I don’t remind myself starting to code, even a single tiny function, without illustrating it on paper. Do I write code on paper? Yes, I also do that. I adore coding on whiteboards where many people can come together on a coffee break and discuss. Most of the young developers ignore that single rule in software development. To write decent code, you have to spend more time on thinking, criticising, brainstorming – determining what the problem is before getting into the solution. Defining the constraints, getting aware of the exceptions, and so on.

Early Starting or Deep Thinking?

I wish the first idea comes to mind was the perfect one. But usually, it is not even close enough to be a good solution – it is often greedy and very straight-forward. The more you learn about the problem and its characteristics, the better and more efficient solution will pop up. If you start coding in the first hour, you will probably never ever finish the task. I’d like to share a case study from Jon Bentley’s amazing book, Programming Pearls.

The story is about Andrew Appel and his experience on reducing the run time of a system from one year to one day. They had to simulate the motions of N objects in 3D space, given their masses and initial positions and velocities. They basically were interested to predict the positions of planets, stars, galaxies 10 years, 100 years, 1000 years later. In a 2D space the input may look like the image on the left: a large set of vectors.

The regular simulation programs divide time into small steps and computes the progress of each object at each step. Due to the existing of gravitational field and mass attractions, the computational cost were proportional to N². Appel estimated that 1000 time steps of such a system with N=10000 objects would require more than one year on a VAX-11/780 or a day on a Cray-1. Andrew had to develop a system far more efficient than a one-year-running turtle. After several speedup improvements, he reduced the runtime to less than a day on VAX-11/780 — almost 400 times faster than the initial setup.

He managed to change the concept on many levels to make such a huge difference.

1. Data Structures: Foremost, O(N²) had to go. He decided to represent objects as leaves on a binary tree; higher nodes were representing the cluster of objects. The force operating on a particular object can be approximated  by the force exerted by the large clusters. This alone reduced complexity to O(N logN) by a factor of 12.
2. Algorithm Tuning: Initial algorithm has to use tiny time steps to handle the rare case that two particles come closer to one another. Usages of tree-based structure enabled investigation of such rare cases possible independently from time steps. As a result, Andrew doubled the time step size and halved the run time.
3. Data Structure Reorganization: The tree that was representing the initial objects was quite bad in representing the later sets. Reconfiguring the tree at every new step was a bit costly but reduced the number of local calculations and halved the total runtime.
4. Code Tuning: Due to additional numerical accuracy provided by the tree, 64-bit floating point number could be replaced by 32 bit single-precision, halved the runtime. Additionally, profiling the application showed that 98% percent of runtime was being spend in one procedure. Rewriting that procedure in assembly  increased the speed by a factor of 2,5.
5. Hardware Extensions: Moving the program to a similar machine with a floating point accelerator halved the total runtime.
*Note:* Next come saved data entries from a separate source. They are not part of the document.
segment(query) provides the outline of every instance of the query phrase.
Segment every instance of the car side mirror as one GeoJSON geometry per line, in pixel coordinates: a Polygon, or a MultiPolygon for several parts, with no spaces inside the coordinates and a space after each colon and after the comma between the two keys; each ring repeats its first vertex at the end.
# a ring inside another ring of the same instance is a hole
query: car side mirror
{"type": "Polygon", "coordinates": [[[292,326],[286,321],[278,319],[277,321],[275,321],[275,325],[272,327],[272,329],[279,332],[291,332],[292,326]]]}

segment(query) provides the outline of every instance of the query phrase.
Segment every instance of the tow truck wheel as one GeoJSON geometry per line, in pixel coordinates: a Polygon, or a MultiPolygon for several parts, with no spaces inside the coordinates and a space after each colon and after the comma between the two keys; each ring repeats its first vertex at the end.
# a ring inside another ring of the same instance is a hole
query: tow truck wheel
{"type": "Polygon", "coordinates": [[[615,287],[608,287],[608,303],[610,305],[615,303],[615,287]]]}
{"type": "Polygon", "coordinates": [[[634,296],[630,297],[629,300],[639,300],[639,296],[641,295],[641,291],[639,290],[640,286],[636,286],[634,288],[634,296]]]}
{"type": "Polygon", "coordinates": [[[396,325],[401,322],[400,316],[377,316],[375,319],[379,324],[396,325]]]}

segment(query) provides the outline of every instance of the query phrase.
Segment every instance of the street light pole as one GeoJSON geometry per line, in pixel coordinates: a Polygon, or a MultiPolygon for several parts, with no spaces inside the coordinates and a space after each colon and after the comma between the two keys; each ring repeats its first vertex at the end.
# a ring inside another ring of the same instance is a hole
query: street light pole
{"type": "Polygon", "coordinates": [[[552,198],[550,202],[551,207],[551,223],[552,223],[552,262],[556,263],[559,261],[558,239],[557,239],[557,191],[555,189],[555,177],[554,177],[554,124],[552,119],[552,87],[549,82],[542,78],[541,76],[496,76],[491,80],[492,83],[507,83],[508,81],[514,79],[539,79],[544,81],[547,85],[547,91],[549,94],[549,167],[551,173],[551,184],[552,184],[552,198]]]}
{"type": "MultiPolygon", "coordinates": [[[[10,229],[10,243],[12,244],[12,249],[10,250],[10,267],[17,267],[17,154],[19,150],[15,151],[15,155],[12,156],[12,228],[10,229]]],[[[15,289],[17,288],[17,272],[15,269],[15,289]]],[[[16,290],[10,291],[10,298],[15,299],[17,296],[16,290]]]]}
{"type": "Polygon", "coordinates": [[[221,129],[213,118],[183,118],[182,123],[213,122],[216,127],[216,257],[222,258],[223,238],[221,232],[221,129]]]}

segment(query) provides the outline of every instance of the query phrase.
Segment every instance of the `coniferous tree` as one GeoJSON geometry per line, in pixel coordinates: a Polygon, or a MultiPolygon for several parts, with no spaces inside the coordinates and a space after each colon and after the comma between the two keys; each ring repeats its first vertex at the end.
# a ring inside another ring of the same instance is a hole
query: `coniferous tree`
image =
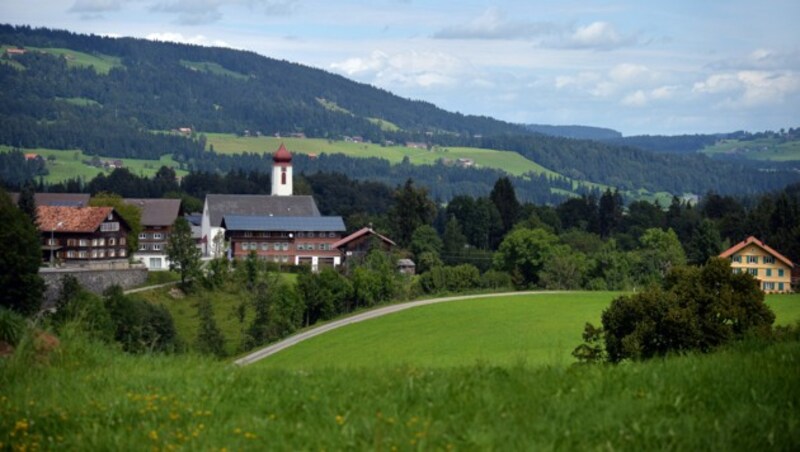
{"type": "Polygon", "coordinates": [[[197,302],[197,317],[200,319],[196,340],[197,349],[201,353],[223,358],[225,356],[225,337],[214,318],[214,307],[205,297],[197,302]]]}
{"type": "Polygon", "coordinates": [[[192,239],[192,229],[186,218],[178,217],[172,224],[172,232],[167,241],[169,269],[177,269],[181,274],[181,285],[200,271],[200,250],[192,239]]]}
{"type": "Polygon", "coordinates": [[[19,192],[19,209],[22,210],[31,221],[36,224],[36,199],[34,197],[33,184],[27,183],[19,192]]]}
{"type": "Polygon", "coordinates": [[[521,209],[511,180],[508,177],[497,179],[489,198],[500,212],[500,218],[503,221],[503,232],[510,231],[514,223],[519,219],[521,209]]]}
{"type": "Polygon", "coordinates": [[[41,239],[33,222],[0,188],[0,306],[25,315],[39,311],[44,282],[41,239]]]}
Finally new system was requiring only one day to simulate 10k objects. Most of the work done by Andrew Appel were visible without writing a single line of code. If your inventions don’t rely on the statistical results to be proved, you should be able to make all decisions without writing a single line of code. Being able to predict the system’s response on paper can make you the the one makes the differences.
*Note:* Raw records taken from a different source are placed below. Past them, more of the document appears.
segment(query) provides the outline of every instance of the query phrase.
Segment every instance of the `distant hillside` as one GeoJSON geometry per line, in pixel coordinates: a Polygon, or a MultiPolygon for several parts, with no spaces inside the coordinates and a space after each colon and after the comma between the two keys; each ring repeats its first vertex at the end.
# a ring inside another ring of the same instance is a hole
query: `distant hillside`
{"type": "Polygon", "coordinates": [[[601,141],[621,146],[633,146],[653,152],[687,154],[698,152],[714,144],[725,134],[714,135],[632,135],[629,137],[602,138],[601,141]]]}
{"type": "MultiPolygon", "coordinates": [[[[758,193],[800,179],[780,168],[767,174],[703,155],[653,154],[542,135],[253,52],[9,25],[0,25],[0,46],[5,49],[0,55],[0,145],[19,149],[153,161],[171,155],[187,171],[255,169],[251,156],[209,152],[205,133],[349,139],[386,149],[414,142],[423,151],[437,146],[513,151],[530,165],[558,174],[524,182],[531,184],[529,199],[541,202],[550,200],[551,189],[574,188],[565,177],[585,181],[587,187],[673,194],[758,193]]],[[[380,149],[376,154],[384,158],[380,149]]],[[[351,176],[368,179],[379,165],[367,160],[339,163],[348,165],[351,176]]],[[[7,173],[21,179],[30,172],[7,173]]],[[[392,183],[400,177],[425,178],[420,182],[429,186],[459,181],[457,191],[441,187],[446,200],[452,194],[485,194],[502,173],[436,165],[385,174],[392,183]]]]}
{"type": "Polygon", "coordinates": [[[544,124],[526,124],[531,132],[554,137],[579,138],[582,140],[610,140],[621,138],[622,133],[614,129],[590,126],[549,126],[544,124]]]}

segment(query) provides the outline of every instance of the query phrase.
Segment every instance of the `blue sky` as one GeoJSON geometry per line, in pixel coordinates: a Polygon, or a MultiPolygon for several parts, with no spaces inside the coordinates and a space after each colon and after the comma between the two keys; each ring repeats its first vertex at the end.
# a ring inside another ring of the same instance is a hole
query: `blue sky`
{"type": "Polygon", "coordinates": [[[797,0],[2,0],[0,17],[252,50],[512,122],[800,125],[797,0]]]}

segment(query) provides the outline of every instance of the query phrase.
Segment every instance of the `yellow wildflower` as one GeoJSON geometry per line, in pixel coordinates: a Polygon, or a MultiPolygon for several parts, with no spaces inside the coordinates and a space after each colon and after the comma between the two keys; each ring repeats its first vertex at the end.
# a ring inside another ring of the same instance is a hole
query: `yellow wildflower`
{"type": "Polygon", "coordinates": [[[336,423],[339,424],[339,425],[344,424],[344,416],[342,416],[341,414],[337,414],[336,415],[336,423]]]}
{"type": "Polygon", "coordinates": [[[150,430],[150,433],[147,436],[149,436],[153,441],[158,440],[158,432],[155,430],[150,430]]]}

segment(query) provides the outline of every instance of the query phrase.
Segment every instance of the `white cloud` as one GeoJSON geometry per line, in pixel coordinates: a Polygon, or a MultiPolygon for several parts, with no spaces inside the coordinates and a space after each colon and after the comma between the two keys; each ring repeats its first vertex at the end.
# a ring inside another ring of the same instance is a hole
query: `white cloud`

Even in professional environments, people tend to start coding as soon as possible. Initial design doesn’t only lead you functional mistakes and a program with tones of bugs, but may blind you to see the problem from different aspects and representing data in a different ways to fasten the system. Only good estimators can code good software. Therefore, I’m not interested in which new fancy technologies you know, far more interested if you have a wide range from top to hardware, able to see the bottlenecks and improve them on paper. Then, any developer can write the code.